My overall impression is that the worse the growing environment, the more likely pruning is to help rather than hurt.
Pruning diverts energy from longer stem growth into short stem plus pod. That can help you bring to term the first wave or two of pods in a short growing season or with suboptimal conditions but when you end up with a short bushy plant from pruning, at some point it's shading itself more and runs out of sites for new nodes without again trying to grow more stem (higher ratio than it previously had). Plus, past a certain point the plant is more likely to have limbs dragging the ground while loaded with pods, if they don't break off first.

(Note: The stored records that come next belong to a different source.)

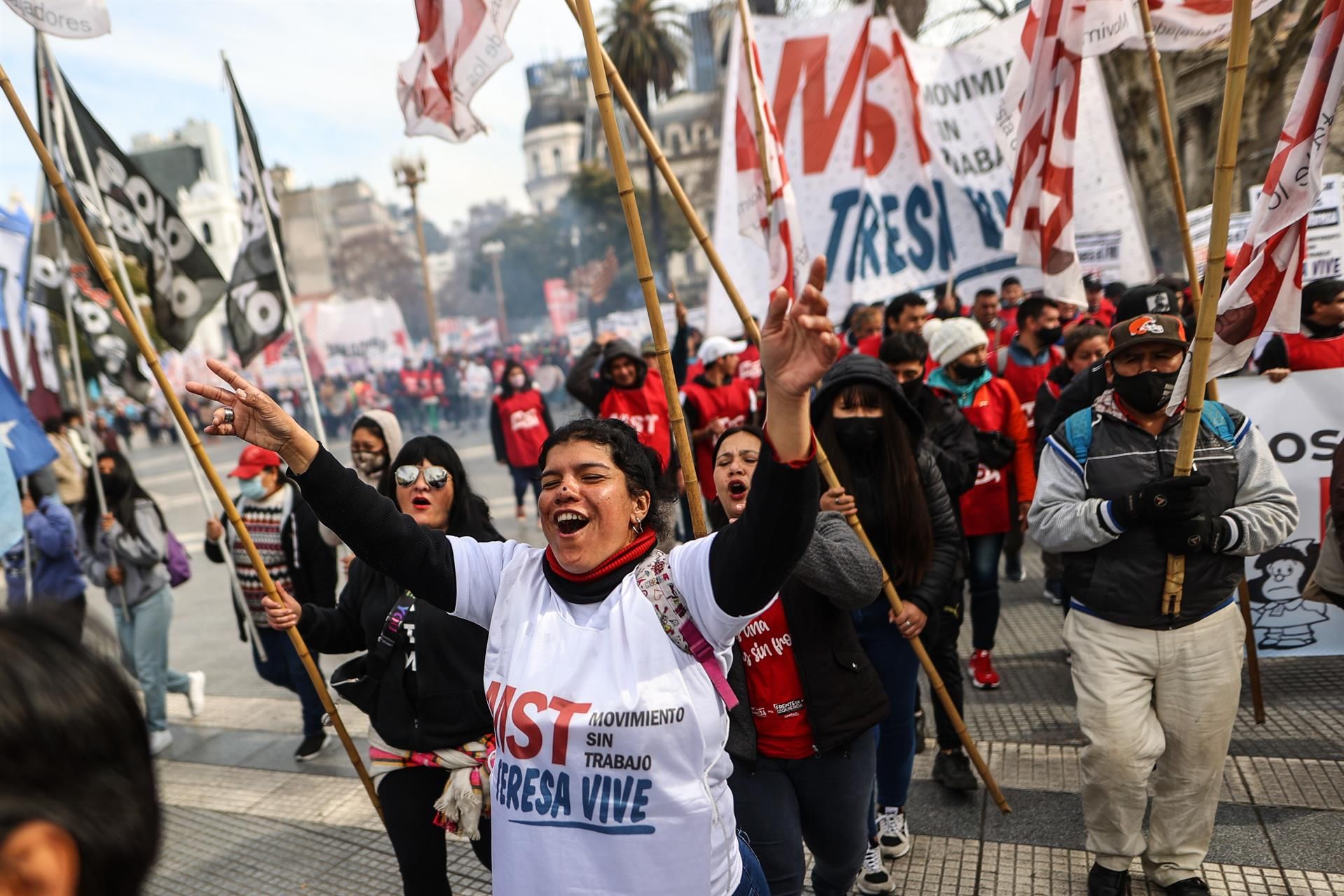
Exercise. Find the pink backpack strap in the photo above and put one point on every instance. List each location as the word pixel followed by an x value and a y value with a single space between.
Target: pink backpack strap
pixel 655 580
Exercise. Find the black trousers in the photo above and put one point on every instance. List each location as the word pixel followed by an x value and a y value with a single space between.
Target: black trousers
pixel 407 797
pixel 822 801
pixel 945 660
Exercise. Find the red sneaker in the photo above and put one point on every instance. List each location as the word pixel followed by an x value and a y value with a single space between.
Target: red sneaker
pixel 983 671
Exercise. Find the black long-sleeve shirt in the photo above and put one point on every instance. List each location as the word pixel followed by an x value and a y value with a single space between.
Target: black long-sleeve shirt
pixel 749 561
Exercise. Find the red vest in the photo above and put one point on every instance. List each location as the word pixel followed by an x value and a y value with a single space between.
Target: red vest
pixel 732 403
pixel 645 410
pixel 1026 381
pixel 1307 354
pixel 524 430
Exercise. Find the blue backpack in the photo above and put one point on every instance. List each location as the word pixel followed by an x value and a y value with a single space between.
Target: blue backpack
pixel 1078 429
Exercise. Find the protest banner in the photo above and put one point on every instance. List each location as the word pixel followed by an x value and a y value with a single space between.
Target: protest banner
pixel 885 222
pixel 1303 421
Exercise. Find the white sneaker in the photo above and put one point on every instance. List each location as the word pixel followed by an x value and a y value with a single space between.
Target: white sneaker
pixel 197 692
pixel 159 741
pixel 874 876
pixel 894 834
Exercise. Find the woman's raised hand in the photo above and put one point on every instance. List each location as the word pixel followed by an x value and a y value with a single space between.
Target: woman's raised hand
pixel 799 344
pixel 254 418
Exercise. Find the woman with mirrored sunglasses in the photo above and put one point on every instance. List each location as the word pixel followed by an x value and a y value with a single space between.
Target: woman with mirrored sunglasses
pixel 429 723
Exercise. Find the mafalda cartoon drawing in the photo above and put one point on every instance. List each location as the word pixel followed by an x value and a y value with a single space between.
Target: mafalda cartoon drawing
pixel 1284 620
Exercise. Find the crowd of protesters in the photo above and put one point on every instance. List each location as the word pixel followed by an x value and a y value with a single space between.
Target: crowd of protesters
pixel 762 691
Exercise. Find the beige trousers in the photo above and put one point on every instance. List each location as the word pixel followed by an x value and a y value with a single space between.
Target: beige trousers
pixel 1145 699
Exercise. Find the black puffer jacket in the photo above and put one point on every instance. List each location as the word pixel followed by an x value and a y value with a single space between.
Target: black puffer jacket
pixel 840 688
pixel 442 703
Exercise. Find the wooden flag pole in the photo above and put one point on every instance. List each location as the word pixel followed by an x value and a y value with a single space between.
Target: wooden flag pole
pixel 753 333
pixel 641 262
pixel 1196 295
pixel 198 449
pixel 1225 171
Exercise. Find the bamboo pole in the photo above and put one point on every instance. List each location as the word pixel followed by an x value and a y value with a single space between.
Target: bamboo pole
pixel 641 262
pixel 1196 295
pixel 147 349
pixel 1225 171
pixel 753 333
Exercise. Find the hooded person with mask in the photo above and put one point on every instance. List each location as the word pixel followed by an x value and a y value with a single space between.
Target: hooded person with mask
pixel 1006 479
pixel 1158 687
pixel 876 444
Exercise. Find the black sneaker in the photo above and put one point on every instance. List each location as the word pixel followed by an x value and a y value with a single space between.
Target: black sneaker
pixel 309 747
pixel 1104 881
pixel 952 770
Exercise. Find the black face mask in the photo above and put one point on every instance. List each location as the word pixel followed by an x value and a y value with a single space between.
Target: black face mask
pixel 1050 335
pixel 968 372
pixel 1147 393
pixel 859 435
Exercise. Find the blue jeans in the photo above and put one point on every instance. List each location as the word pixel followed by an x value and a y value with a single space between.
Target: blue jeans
pixel 898 668
pixel 984 589
pixel 753 879
pixel 144 652
pixel 286 669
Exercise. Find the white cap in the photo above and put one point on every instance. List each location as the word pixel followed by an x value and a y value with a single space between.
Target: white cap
pixel 717 347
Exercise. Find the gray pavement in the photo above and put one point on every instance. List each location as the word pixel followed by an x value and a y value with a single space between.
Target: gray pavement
pixel 244 818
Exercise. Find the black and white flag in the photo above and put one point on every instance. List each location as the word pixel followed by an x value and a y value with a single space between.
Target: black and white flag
pixel 182 280
pixel 255 307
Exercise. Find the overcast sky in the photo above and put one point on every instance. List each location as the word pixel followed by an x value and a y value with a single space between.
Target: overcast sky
pixel 318 77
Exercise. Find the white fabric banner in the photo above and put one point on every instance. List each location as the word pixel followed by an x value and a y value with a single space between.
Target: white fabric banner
pixel 78 19
pixel 883 223
pixel 1303 421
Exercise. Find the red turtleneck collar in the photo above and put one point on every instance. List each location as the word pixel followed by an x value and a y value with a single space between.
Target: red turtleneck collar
pixel 634 550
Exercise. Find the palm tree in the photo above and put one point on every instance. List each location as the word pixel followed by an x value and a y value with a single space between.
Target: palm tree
pixel 645 41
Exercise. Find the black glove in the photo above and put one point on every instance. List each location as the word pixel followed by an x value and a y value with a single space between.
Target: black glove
pixel 1159 500
pixel 996 449
pixel 1196 535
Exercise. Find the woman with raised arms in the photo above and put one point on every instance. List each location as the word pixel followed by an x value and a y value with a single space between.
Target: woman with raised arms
pixel 610 774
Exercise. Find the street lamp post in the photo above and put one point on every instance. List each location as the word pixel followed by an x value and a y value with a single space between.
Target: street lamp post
pixel 493 250
pixel 410 174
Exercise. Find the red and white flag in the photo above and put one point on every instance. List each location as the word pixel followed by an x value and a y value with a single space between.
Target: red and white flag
pixel 768 211
pixel 1265 286
pixel 460 46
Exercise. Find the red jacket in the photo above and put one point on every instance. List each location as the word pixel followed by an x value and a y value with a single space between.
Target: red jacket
pixel 988 508
pixel 522 419
pixel 645 410
pixel 733 403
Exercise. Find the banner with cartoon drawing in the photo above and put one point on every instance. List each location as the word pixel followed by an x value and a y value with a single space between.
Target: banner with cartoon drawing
pixel 1303 421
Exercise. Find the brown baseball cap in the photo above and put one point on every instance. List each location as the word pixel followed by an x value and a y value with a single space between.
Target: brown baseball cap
pixel 1147 328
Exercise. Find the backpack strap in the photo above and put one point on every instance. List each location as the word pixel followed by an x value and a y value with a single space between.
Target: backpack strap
pixel 654 577
pixel 1218 421
pixel 1078 433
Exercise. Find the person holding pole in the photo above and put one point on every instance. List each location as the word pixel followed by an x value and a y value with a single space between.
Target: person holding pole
pixel 286 533
pixel 582 671
pixel 124 551
pixel 1155 690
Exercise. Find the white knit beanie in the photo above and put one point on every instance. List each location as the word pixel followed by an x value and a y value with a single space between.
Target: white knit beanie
pixel 956 337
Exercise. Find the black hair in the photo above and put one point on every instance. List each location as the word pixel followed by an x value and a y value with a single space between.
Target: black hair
pixel 470 514
pixel 1319 292
pixel 77 754
pixel 901 348
pixel 505 390
pixel 640 464
pixel 898 489
pixel 1032 308
pixel 122 491
pixel 1079 335
pixel 901 302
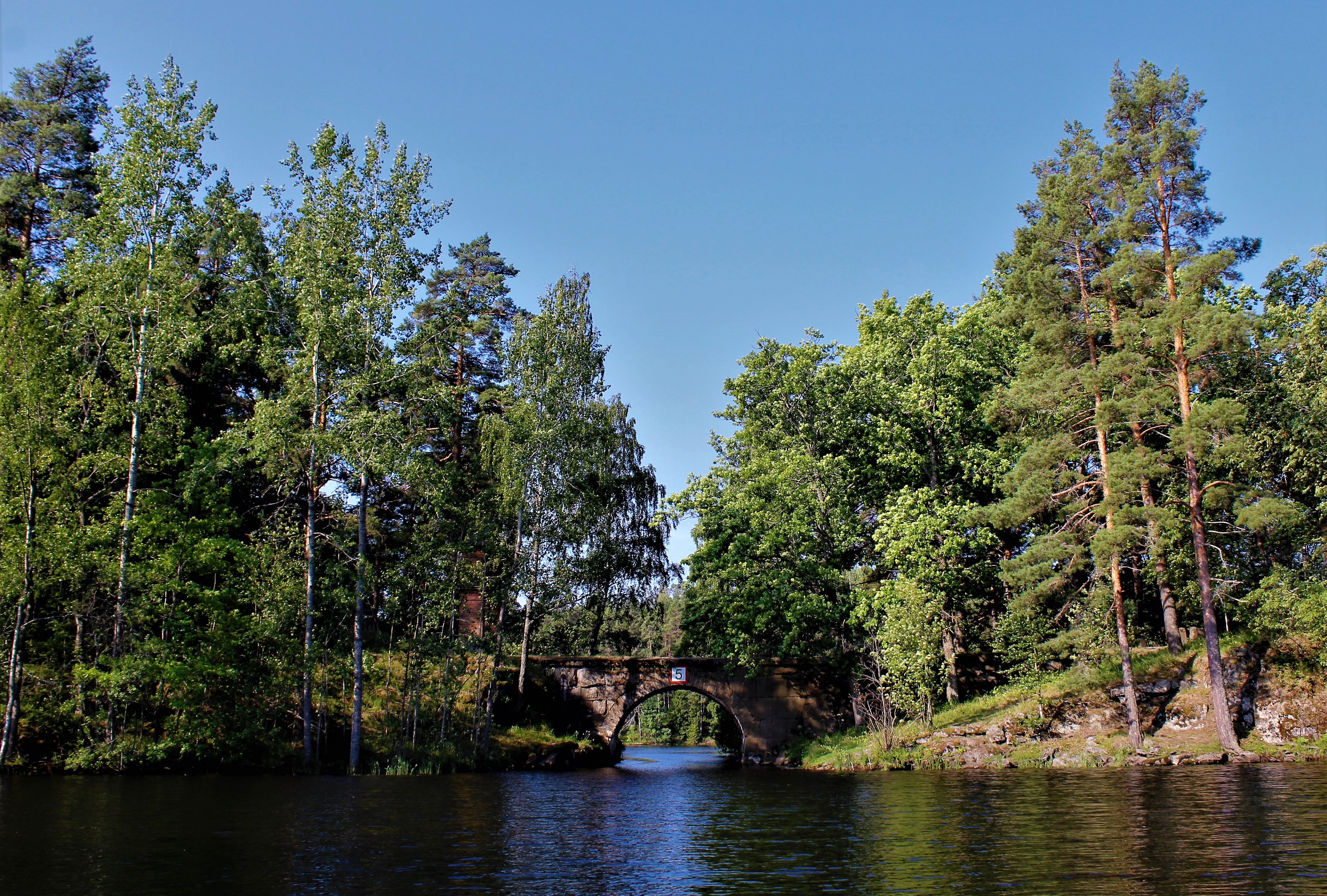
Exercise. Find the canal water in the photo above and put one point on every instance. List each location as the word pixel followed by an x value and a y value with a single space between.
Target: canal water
pixel 675 821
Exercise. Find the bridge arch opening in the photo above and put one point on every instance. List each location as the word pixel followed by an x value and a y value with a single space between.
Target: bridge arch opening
pixel 680 716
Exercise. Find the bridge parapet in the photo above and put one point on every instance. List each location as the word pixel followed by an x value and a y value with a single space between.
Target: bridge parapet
pixel 771 704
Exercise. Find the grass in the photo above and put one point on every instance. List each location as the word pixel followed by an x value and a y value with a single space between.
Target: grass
pixel 1028 707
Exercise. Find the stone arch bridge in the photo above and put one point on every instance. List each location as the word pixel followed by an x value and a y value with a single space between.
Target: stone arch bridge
pixel 771 704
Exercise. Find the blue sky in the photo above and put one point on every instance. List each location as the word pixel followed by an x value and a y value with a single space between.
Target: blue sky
pixel 730 171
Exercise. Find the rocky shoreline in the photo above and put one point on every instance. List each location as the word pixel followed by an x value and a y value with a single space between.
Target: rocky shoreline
pixel 1280 709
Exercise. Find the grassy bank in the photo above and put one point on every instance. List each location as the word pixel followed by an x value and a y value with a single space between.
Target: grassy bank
pixel 1073 720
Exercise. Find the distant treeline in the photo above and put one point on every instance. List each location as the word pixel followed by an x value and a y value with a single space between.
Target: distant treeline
pixel 279 482
pixel 1116 441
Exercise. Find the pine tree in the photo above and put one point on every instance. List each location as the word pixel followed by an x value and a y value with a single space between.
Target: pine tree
pixel 1159 193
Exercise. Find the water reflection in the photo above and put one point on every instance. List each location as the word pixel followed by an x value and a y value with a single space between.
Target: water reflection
pixel 687 823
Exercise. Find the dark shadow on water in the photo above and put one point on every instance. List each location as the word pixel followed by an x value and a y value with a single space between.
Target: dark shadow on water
pixel 675 821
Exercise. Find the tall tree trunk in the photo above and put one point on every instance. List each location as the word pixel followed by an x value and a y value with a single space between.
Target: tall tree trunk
pixel 311 573
pixel 361 565
pixel 598 626
pixel 1131 700
pixel 1103 449
pixel 530 611
pixel 15 679
pixel 493 683
pixel 136 433
pixel 461 403
pixel 1170 618
pixel 949 644
pixel 1216 674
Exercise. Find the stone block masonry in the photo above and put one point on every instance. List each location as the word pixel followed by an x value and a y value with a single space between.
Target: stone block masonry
pixel 771 703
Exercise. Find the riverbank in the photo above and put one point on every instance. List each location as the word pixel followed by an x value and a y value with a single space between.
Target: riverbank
pixel 1075 720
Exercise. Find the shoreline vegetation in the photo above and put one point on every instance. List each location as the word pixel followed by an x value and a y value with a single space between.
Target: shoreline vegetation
pixel 286 486
pixel 1075 720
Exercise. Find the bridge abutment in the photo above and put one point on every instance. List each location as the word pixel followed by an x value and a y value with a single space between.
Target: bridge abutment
pixel 771 704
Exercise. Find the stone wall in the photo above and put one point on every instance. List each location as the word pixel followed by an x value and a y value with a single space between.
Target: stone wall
pixel 771 705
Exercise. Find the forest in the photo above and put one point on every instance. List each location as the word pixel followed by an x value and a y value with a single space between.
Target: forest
pixel 286 486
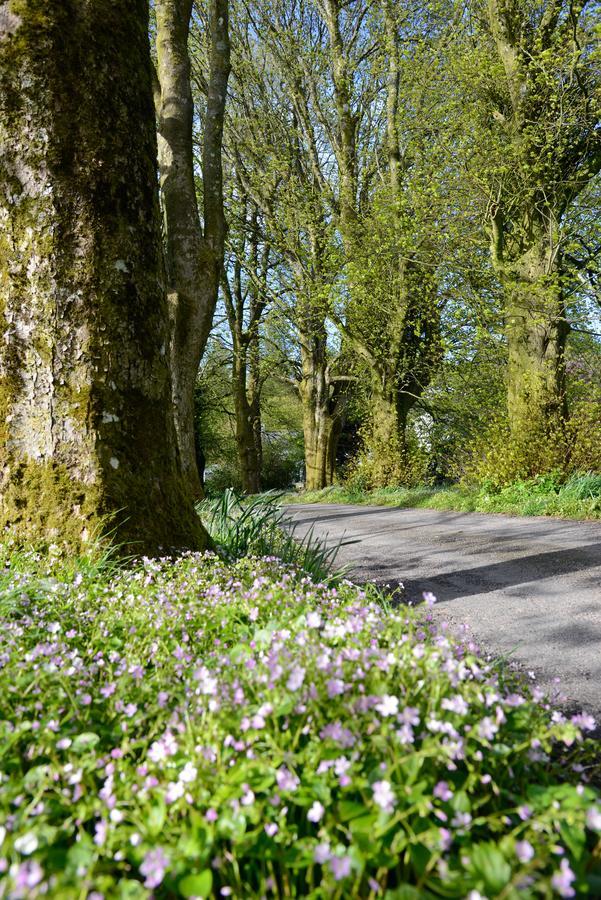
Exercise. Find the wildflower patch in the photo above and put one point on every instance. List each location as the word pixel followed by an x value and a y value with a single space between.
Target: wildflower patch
pixel 190 728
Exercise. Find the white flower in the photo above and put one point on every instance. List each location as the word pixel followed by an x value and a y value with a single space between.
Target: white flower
pixel 175 790
pixel 524 851
pixel 316 812
pixel 188 773
pixel 593 818
pixel 26 844
pixel 383 795
pixel 388 705
pixel 248 798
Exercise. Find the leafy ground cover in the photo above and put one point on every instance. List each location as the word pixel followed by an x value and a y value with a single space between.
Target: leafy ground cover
pixel 198 728
pixel 578 497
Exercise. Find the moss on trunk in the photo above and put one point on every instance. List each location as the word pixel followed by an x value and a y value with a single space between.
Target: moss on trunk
pixel 85 389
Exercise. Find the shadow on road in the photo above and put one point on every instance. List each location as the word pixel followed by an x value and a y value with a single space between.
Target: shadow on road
pixel 497 576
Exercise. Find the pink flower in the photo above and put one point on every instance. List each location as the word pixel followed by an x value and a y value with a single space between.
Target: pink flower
pixel 321 854
pixel 286 780
pixel 388 705
pixel 334 687
pixel 341 867
pixel 383 795
pixel 154 866
pixel 100 833
pixel 524 851
pixel 296 678
pixel 593 818
pixel 316 812
pixel 442 791
pixel 562 881
pixel 29 874
pixel 446 839
pixel 175 790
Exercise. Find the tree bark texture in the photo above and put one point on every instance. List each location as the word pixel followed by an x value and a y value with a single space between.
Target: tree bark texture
pixel 194 255
pixel 322 405
pixel 525 226
pixel 85 391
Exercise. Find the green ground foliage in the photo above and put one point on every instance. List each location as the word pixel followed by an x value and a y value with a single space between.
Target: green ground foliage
pixel 196 728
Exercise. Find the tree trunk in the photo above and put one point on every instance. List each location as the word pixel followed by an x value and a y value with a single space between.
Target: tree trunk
pixel 194 259
pixel 246 443
pixel 537 333
pixel 321 414
pixel 85 391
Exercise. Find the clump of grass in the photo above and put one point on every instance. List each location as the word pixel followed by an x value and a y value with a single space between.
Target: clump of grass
pixel 258 526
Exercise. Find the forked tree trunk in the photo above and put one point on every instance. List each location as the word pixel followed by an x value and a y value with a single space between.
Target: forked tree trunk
pixel 537 333
pixel 85 391
pixel 194 257
pixel 536 327
pixel 246 433
pixel 321 414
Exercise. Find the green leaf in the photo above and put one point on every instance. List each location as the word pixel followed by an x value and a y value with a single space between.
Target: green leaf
pixel 197 885
pixel 85 741
pixel 492 866
pixel 156 817
pixel 348 809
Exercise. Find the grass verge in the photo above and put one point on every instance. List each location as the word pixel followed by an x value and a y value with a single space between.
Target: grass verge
pixel 196 727
pixel 577 498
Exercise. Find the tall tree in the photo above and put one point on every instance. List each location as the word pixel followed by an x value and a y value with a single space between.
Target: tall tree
pixel 86 421
pixel 245 296
pixel 276 147
pixel 542 147
pixel 194 251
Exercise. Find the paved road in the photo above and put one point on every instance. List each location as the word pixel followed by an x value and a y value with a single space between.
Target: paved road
pixel 528 587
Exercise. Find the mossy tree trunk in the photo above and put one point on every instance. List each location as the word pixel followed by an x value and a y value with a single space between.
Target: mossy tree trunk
pixel 322 400
pixel 549 148
pixel 87 426
pixel 194 252
pixel 537 331
pixel 245 301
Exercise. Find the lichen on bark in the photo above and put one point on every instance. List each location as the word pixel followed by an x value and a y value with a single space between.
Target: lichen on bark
pixel 86 423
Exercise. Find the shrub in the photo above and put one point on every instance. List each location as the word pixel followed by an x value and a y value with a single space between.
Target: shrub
pixel 191 728
pixel 389 463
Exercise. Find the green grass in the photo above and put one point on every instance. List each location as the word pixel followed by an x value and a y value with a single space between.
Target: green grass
pixel 196 727
pixel 577 498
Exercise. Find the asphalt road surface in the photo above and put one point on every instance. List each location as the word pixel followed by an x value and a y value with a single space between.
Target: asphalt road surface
pixel 529 588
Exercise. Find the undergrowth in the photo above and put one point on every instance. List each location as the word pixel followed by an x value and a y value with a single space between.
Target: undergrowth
pixel 577 497
pixel 196 728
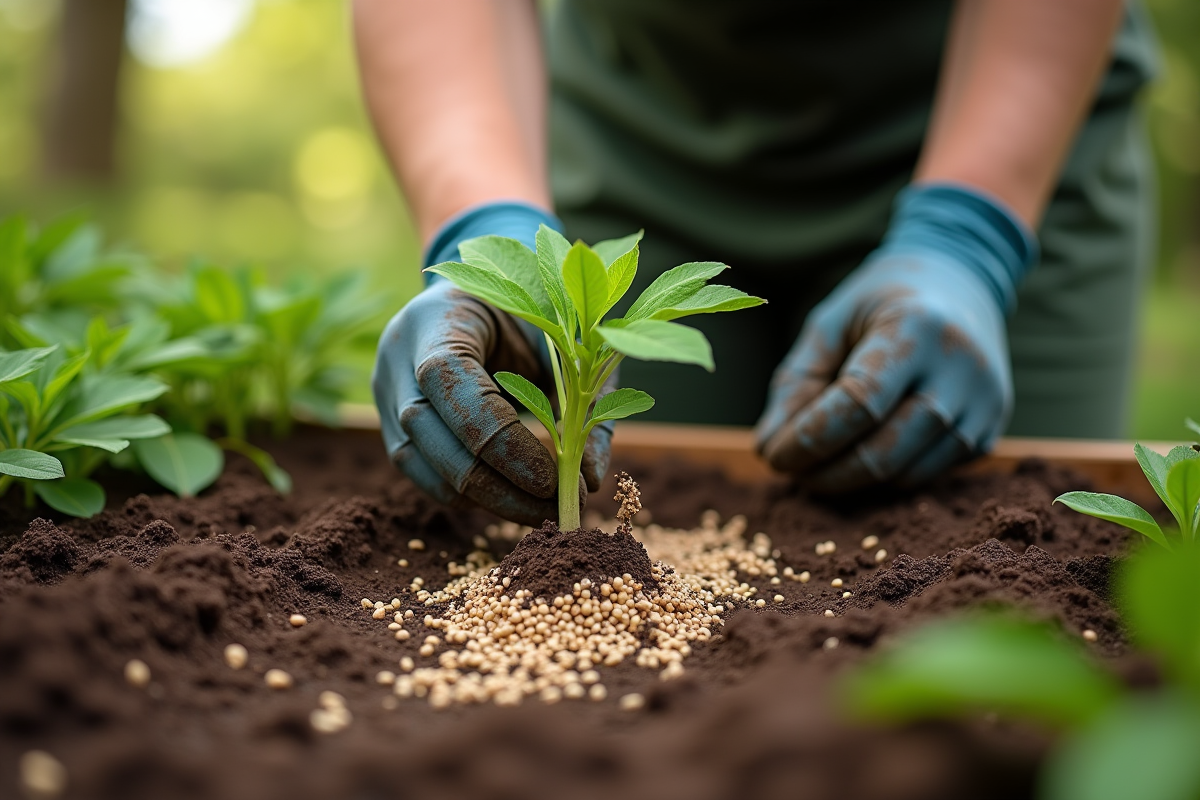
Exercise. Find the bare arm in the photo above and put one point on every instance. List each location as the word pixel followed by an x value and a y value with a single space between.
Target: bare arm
pixel 457 95
pixel 1017 80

IMO the most important factor is a lot of sun and warmish-hot temps but not too hot, of course allowing for enough water, soil. I think we need a test where the plants achieve a lot more growth per season as well as a far larger sample size to draw a final conclusion, and that for Stefan in Canada, pruning might be the right choice to get a wave of pods in before it gets too cold, but it may be far more limiting to larger plants in better climates or with longer growing seasons.
None of my first-year chinense plants were that small nor produced less than hundreds of pods and I don't have a particularly long growing season, just a nice temperature zone for limiting summer highs, and longer than in Canada. Each successive wave of node splits almost doubled the seasonal yield up to the point where pods didn't have enough time left to ripen before the cold weather set in. I am not against pruning per se, but in my climate it doesn't seem useful. A secondary concern would be if you're overwintering the plants, a small bushy shape can only do so much the next growing season before it's again shading itself a lot and dragging its limbs on the ground.
On the other hand, if you don't at least trim back a plant "some" before overwintering, it takes up a lot of space.